Abstract

The Island Park-Mount Jackson series in the Yellowstone volcanic field, Wyoming (USA), is a suite of rhyolitic domes and lavas that erupted between the caldera-forming eruptions of the Mesa Fall Tuff (1.3 Ma) and the Lava Creek Tuff (0.6 Ma). Combined zircon U/Pb geochronology, Raman spectroscopy, oxygen isotopic and trace elemental compositions document storage conditions of these magmas between consecutive supereruptions. Based on comparison with co-erupted melt compositions and textural criteria, four zircon compositional groups are identified that record different stages along a continuous magmatic evolution from trace element-poor rhyolite at high temperatures to extremely fractionated rhyolite where zircon trace elements are highly enriched (e.g., > 1000 ppm U). These latter zircon domains are dark in cathodoluminescence images and show broadened Raman peaks relative to near-endmember zircon, indicating that substitution of non-stoichiometric trace elements into zircon leads to distortion of the crystal lattice.

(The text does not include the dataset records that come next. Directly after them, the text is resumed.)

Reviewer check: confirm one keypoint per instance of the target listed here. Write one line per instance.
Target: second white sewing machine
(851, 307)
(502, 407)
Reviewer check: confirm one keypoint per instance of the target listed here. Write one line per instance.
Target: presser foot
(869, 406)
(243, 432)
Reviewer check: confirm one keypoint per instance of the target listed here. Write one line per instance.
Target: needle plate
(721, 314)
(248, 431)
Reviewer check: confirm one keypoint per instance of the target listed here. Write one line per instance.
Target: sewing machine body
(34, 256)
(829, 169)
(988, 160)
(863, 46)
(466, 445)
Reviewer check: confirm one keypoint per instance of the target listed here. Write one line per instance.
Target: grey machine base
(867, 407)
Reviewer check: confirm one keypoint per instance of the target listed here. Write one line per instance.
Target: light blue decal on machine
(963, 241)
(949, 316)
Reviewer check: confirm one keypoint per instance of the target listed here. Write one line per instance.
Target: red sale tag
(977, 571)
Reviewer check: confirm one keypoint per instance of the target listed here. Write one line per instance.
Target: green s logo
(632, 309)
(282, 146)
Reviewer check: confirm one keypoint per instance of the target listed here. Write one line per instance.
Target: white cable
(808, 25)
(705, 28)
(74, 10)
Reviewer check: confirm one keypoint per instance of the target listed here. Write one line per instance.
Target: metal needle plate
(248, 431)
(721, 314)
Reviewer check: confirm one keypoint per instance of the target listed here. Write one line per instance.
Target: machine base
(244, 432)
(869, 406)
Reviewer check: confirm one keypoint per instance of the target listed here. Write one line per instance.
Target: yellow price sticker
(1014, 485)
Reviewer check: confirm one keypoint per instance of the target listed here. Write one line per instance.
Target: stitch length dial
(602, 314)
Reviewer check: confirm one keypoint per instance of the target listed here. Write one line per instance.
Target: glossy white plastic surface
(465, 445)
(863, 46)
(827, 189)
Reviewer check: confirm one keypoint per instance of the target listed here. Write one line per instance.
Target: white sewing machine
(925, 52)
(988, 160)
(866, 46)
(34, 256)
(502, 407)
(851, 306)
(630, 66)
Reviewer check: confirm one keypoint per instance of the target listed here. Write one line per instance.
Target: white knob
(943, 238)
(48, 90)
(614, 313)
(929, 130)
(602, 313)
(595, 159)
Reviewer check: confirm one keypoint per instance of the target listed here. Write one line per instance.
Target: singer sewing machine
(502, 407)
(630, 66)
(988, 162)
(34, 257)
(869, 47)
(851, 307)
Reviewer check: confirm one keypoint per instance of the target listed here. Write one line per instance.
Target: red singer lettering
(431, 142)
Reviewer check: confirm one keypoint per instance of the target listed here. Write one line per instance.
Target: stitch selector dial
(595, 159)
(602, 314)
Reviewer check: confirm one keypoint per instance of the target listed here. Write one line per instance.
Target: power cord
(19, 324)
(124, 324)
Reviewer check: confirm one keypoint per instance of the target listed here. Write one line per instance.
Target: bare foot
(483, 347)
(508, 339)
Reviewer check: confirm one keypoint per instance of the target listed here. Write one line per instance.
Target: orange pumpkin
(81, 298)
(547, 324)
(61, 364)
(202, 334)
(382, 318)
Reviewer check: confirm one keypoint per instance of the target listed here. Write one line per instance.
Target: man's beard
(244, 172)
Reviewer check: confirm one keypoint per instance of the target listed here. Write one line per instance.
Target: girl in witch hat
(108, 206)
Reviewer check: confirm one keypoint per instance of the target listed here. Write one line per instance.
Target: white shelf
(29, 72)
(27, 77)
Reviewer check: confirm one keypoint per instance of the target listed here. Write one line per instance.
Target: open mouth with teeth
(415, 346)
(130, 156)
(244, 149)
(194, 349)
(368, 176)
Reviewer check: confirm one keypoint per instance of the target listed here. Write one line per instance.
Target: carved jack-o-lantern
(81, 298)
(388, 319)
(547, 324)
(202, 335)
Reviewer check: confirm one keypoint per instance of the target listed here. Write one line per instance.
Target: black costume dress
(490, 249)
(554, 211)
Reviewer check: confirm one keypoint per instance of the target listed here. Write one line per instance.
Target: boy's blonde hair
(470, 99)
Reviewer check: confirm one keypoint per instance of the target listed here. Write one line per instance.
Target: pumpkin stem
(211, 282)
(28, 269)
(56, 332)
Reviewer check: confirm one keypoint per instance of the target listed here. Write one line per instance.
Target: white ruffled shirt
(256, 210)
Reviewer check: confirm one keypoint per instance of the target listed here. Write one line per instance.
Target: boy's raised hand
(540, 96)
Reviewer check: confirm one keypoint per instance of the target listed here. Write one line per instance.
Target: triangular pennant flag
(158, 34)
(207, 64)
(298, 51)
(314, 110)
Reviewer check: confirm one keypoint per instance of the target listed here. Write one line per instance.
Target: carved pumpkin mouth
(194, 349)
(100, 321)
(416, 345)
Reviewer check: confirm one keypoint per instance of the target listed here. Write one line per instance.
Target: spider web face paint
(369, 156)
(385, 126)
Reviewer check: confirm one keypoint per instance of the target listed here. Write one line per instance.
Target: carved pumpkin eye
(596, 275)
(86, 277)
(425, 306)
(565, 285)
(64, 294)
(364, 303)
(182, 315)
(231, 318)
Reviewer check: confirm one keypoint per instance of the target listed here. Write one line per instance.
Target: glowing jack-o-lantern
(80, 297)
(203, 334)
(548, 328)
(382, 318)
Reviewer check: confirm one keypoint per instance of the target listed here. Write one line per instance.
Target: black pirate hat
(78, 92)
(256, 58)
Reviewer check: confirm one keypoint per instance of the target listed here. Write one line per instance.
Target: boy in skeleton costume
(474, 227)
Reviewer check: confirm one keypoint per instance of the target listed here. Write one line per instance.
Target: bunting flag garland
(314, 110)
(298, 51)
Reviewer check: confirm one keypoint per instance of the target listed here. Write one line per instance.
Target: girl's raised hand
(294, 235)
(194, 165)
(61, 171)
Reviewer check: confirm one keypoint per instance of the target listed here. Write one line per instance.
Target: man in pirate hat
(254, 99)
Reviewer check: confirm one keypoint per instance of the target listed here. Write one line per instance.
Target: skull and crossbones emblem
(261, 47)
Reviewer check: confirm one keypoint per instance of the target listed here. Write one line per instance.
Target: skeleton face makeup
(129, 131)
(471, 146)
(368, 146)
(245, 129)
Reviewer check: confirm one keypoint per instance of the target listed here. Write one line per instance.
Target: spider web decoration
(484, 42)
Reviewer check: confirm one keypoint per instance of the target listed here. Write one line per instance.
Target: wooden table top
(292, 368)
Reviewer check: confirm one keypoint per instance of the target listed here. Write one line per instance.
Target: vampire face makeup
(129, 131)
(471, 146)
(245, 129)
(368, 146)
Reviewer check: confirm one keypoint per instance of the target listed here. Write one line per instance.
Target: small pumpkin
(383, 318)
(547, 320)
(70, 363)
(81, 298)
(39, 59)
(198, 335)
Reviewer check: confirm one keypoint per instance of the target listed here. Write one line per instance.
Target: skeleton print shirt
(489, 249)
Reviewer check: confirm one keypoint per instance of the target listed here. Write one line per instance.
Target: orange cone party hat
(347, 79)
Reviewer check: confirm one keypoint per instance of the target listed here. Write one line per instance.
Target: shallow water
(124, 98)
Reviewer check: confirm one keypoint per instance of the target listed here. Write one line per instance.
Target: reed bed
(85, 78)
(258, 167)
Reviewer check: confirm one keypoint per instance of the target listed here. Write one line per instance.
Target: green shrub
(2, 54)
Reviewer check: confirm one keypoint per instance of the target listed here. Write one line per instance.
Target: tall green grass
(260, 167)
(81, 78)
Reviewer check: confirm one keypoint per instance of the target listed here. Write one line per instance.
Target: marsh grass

Some of these zircon domains contain inclusions of U-Th-REE-phases, likely originating from coupled dissolution–reprecipitation of metastable trace element-rich zircon in the presence of a fluid phase. Rhyolite-MELTS simulations indicate that at the conditions required to produce the observed enrichment in trace elements, a fluid phase is likely present. These findings illustrate that zircons can be assembled from a variety of co-existing magmatic environments in the same magma reservoir, including near-solidus volatile-rich melts close to the magmatic–hydrothermal transition.